2. Rasa nyeri menahun, contohnya rheumatic dan arthritis. Pada nyeri ini dapat
digunakan analgetik anti-inflamasi, seperti asetosal, ibuprofen dan indometasin.
3. Nyeri hebat, contohnya nyeri organ dalam, lambung, usus, batu ginjal, batu
empedu. Pada nyeri ini dapat digunakan analgetik sentral berupa atropine,
butilskopolamin (bustopan), camylofen ( ascavan).
4. Nyeri hebat menahun, contohnya kanker, rheumatic, neuralgia berat. Pada nyeri
ini digunakan analgetik narkotik, seperti fentanil, dekstromoramida, bezitramida.

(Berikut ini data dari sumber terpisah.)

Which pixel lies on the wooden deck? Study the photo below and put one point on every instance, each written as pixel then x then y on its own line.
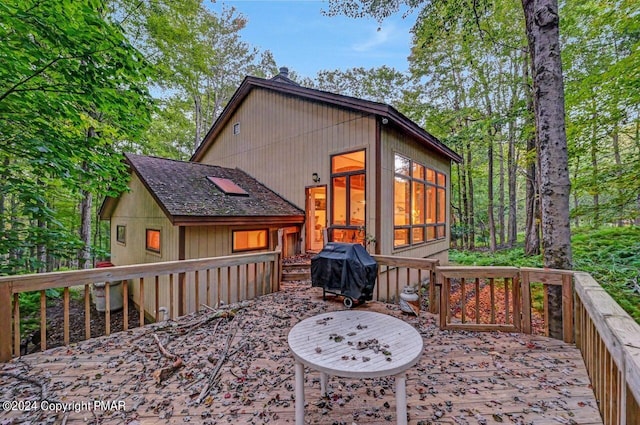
pixel 462 377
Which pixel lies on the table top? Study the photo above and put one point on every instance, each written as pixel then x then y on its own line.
pixel 353 343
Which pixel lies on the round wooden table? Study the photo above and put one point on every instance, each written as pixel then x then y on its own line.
pixel 354 344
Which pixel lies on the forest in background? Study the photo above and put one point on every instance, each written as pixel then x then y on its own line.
pixel 82 82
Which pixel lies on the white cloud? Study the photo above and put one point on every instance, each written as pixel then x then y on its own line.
pixel 385 35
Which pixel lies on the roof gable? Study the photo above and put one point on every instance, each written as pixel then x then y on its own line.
pixel 187 195
pixel 277 84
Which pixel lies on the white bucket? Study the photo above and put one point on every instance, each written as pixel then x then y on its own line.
pixel 115 296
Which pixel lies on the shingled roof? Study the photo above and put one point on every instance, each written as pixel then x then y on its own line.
pixel 188 196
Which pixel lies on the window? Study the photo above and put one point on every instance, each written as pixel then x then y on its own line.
pixel 153 240
pixel 348 187
pixel 419 203
pixel 227 186
pixel 249 240
pixel 121 234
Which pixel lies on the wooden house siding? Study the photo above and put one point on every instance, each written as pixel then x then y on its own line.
pixel 138 211
pixel 216 241
pixel 394 142
pixel 284 139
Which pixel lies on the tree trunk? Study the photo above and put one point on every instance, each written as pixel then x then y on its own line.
pixel 512 163
pixel 595 175
pixel 469 197
pixel 637 139
pixel 616 154
pixel 491 219
pixel 465 205
pixel 532 223
pixel 84 256
pixel 501 205
pixel 542 25
pixel 198 118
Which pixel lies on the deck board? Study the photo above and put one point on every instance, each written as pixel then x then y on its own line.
pixel 462 377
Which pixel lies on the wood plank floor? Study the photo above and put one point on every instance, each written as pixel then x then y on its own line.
pixel 462 377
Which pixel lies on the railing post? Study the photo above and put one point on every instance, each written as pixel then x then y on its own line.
pixel 5 322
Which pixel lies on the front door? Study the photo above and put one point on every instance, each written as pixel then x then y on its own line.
pixel 316 217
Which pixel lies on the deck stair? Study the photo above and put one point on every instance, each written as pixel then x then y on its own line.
pixel 298 268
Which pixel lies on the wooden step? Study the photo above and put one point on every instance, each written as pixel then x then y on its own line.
pixel 293 272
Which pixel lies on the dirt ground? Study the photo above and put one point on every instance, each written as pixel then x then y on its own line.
pixel 55 323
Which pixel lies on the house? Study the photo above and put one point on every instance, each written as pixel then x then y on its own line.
pixel 287 160
pixel 359 169
pixel 178 210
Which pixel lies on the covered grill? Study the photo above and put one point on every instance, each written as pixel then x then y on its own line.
pixel 345 269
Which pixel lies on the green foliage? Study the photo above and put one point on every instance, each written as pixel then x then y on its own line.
pixel 71 89
pixel 611 255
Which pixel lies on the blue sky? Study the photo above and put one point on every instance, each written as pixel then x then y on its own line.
pixel 304 40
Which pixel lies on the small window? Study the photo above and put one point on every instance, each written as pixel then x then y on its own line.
pixel 121 234
pixel 249 240
pixel 227 186
pixel 153 240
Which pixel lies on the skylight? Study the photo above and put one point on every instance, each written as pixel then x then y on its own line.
pixel 228 187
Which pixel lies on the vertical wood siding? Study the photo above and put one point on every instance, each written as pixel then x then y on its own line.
pixel 137 210
pixel 283 140
pixel 394 142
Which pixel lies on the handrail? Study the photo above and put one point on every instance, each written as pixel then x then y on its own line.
pixel 609 340
pixel 391 280
pixel 264 274
pixel 607 337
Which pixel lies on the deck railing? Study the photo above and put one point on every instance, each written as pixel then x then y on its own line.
pixel 608 338
pixel 179 286
pixel 394 273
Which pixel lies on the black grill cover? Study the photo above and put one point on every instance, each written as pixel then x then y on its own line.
pixel 345 268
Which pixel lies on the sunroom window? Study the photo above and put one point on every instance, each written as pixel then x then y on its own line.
pixel 419 203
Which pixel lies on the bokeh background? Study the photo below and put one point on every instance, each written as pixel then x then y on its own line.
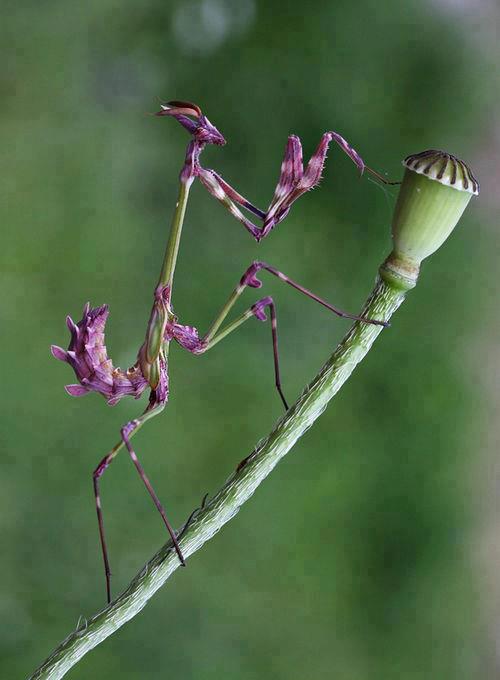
pixel 372 550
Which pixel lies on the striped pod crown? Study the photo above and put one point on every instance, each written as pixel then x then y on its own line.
pixel 444 168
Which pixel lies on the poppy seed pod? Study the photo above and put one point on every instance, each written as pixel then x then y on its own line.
pixel 435 191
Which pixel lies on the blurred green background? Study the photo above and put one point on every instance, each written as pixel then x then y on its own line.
pixel 370 552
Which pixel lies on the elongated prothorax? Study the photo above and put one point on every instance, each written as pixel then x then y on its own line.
pixel 435 191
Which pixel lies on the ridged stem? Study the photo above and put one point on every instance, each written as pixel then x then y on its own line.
pixel 382 303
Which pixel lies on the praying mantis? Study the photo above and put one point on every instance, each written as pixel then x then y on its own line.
pixel 87 353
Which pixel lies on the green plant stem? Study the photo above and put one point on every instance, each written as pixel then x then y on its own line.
pixel 386 297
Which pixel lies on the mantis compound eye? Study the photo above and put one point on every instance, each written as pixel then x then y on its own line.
pixel 201 128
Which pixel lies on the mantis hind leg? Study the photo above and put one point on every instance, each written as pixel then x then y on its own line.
pixel 127 433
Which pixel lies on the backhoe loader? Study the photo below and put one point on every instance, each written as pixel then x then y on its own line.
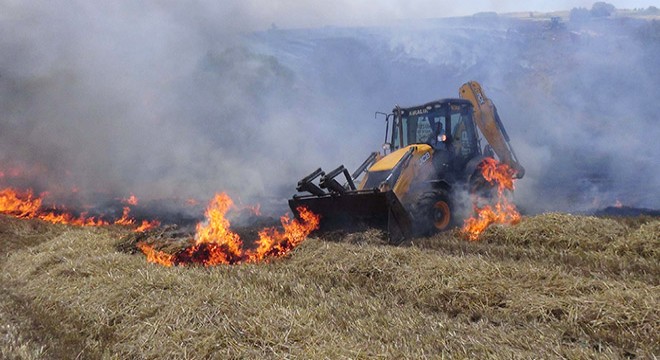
pixel 432 153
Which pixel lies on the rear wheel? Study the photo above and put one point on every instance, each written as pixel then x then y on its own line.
pixel 432 212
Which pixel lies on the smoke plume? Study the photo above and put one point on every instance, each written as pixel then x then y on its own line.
pixel 167 100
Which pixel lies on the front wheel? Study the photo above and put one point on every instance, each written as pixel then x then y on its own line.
pixel 432 212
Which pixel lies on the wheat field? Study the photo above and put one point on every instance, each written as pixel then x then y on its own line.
pixel 553 286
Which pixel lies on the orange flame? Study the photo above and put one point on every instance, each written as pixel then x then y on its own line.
pixel 216 244
pixel 27 206
pixel 503 211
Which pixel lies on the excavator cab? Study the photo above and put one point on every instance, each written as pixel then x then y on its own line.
pixel 433 149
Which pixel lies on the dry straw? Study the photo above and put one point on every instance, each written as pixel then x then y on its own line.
pixel 553 286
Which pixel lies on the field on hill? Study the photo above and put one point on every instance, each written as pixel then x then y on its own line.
pixel 555 285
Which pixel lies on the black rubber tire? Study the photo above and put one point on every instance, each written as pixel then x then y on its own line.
pixel 432 212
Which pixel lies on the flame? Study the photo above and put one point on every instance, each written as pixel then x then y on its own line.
pixel 131 200
pixel 216 244
pixel 503 211
pixel 27 206
pixel 12 203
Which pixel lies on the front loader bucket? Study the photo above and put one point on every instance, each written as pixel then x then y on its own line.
pixel 369 207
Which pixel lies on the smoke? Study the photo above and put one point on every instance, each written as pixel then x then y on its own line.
pixel 170 100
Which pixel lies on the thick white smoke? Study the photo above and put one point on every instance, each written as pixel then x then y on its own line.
pixel 165 99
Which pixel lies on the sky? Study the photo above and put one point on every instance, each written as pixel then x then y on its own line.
pixel 294 13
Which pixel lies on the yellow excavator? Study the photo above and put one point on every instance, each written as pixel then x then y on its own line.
pixel 432 154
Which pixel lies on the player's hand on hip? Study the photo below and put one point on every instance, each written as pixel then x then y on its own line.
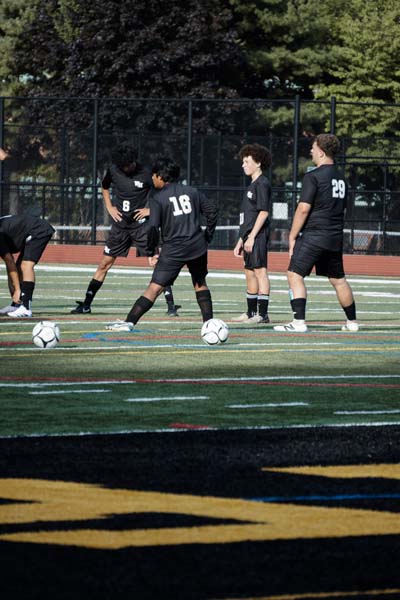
pixel 115 214
pixel 153 260
pixel 238 249
pixel 248 245
pixel 141 213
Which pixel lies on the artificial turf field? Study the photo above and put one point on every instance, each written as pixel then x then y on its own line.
pixel 149 465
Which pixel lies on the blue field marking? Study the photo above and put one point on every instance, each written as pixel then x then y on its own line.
pixel 319 498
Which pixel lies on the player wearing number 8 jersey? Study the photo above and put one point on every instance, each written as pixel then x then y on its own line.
pixel 131 184
pixel 175 214
pixel 316 235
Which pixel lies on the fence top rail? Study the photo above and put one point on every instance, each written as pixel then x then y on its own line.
pixel 189 99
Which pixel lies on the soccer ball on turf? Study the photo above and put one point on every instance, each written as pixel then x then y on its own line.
pixel 46 334
pixel 214 331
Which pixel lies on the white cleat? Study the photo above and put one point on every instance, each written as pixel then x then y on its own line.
pixel 7 309
pixel 120 326
pixel 20 313
pixel 293 327
pixel 351 326
pixel 243 318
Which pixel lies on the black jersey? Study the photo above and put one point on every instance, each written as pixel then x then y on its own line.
pixel 15 230
pixel 257 198
pixel 130 191
pixel 176 211
pixel 326 190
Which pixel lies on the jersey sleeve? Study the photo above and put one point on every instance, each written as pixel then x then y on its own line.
pixel 153 228
pixel 309 189
pixel 209 210
pixel 4 247
pixel 107 180
pixel 264 197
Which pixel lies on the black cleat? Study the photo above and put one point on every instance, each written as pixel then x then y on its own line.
pixel 173 310
pixel 81 309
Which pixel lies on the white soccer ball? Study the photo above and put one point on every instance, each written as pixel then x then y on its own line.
pixel 214 331
pixel 46 334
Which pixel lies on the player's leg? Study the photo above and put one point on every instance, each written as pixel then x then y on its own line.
pixel 301 263
pixel 94 285
pixel 257 260
pixel 118 244
pixel 345 296
pixel 251 297
pixel 28 258
pixel 164 274
pixel 199 271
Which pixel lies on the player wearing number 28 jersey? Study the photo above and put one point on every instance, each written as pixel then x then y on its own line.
pixel 316 235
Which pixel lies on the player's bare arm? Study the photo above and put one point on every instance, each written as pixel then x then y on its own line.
pixel 111 209
pixel 237 251
pixel 13 277
pixel 300 217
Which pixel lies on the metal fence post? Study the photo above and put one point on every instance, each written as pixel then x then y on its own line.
pixel 189 143
pixel 1 146
pixel 295 170
pixel 332 126
pixel 94 168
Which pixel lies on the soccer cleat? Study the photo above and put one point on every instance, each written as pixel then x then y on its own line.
pixel 7 309
pixel 293 327
pixel 351 326
pixel 243 318
pixel 173 310
pixel 259 319
pixel 120 326
pixel 21 313
pixel 81 309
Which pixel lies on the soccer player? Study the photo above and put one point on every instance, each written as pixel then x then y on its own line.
pixel 316 235
pixel 28 235
pixel 131 184
pixel 175 212
pixel 254 233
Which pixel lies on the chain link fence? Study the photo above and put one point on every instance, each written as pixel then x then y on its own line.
pixel 61 147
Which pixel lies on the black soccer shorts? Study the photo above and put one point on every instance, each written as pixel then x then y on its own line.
pixel 121 239
pixel 327 263
pixel 258 258
pixel 167 269
pixel 36 242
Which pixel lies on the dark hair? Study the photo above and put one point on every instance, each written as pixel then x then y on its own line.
pixel 258 153
pixel 166 168
pixel 124 156
pixel 328 143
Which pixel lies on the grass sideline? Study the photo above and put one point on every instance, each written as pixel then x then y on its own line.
pixel 163 377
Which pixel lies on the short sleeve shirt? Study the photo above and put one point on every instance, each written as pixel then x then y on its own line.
pixel 256 198
pixel 325 190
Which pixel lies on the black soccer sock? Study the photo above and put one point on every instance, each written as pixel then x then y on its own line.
pixel 141 306
pixel 263 301
pixel 169 296
pixel 27 288
pixel 92 290
pixel 204 301
pixel 350 311
pixel 251 304
pixel 299 308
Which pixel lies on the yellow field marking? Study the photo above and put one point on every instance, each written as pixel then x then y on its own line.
pixel 200 350
pixel 52 501
pixel 384 471
pixel 353 594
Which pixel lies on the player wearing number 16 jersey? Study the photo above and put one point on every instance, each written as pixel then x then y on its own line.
pixel 175 216
pixel 131 184
pixel 316 236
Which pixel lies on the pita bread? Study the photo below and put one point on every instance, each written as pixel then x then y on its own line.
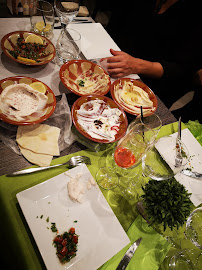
pixel 39 138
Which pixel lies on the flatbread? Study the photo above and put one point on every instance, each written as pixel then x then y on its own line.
pixel 38 159
pixel 39 138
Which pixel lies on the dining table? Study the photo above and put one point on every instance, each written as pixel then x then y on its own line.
pixel 19 249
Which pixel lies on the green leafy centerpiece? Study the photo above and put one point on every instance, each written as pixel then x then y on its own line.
pixel 166 202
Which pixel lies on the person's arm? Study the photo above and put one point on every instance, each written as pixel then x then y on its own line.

Berdasarkan proses terjadinya, rasa nyeri dapat dilawan dengan beberapa cara,yakni:
a) Merintangi terbentuknya rangsangan pada reseptor nyeri pada perifer dengan
analgetika perifer.
b) Merintangi penyaluran rangsangan di saraf-saraf sensoris, misalnya dengan
anestetika local.
c) Blockade pusat nyeri di SSP dengan analgetika sentral (narkotika) atau dengan
anestetika umum.
Analgetika merupakan suatu senyawa atau obat yang dipergunakan untuk mengurangi
rasa sakit atau nyeri (diakibatkan oleh berbagai rangsangan pada tubuh misalnya rangsangan
mekanis, kimiawi dan fisis sehingga menimbulkan kerusakan pada jaringan yang memicu
pelepasan mediator nyeri seperti brodikinin dan prostaglandin yang akhirnya mengaktivasi
reseptor nyeri di saraf perifer dan diteruskan ke otak).
Berdasarkan aksinya, obat-abat analgetik dibagi menjadi 2 golongan yaitu :
a) Analgesik Nonopioid/Perifer (Non-Opioid Analgesics)
Secara farmakologis praktis dibedakan atas kelompok salisilat (asetosal,
diflunisal) dan non salisilat. Sebagian besar sediaan–sediaan golongan non
salisilat ternmasuk derivat as. Arylalkanoat (Gilang, 2010).
b) Analgesik Opioid/Analgesik Narkotika
Analgesik opioid merupakan kelompok obat yang memiliki sifat-sifat seperti
opium atau morfin. Golongan obat ini terutama digunakan untuk meredakan atau
menghilangkan rasa nyeri. Tetap semua analgesik opioid menimbulkan
adiksi/ketergantungan.
Ada 3 golongan obat ini yaitu (Medicastore,2006) :
1. Obat yang berasal dari opium-morfin
2. Senyawa semisintetik morfin
3. Senyawa sintetik yang berefek seperti morfin.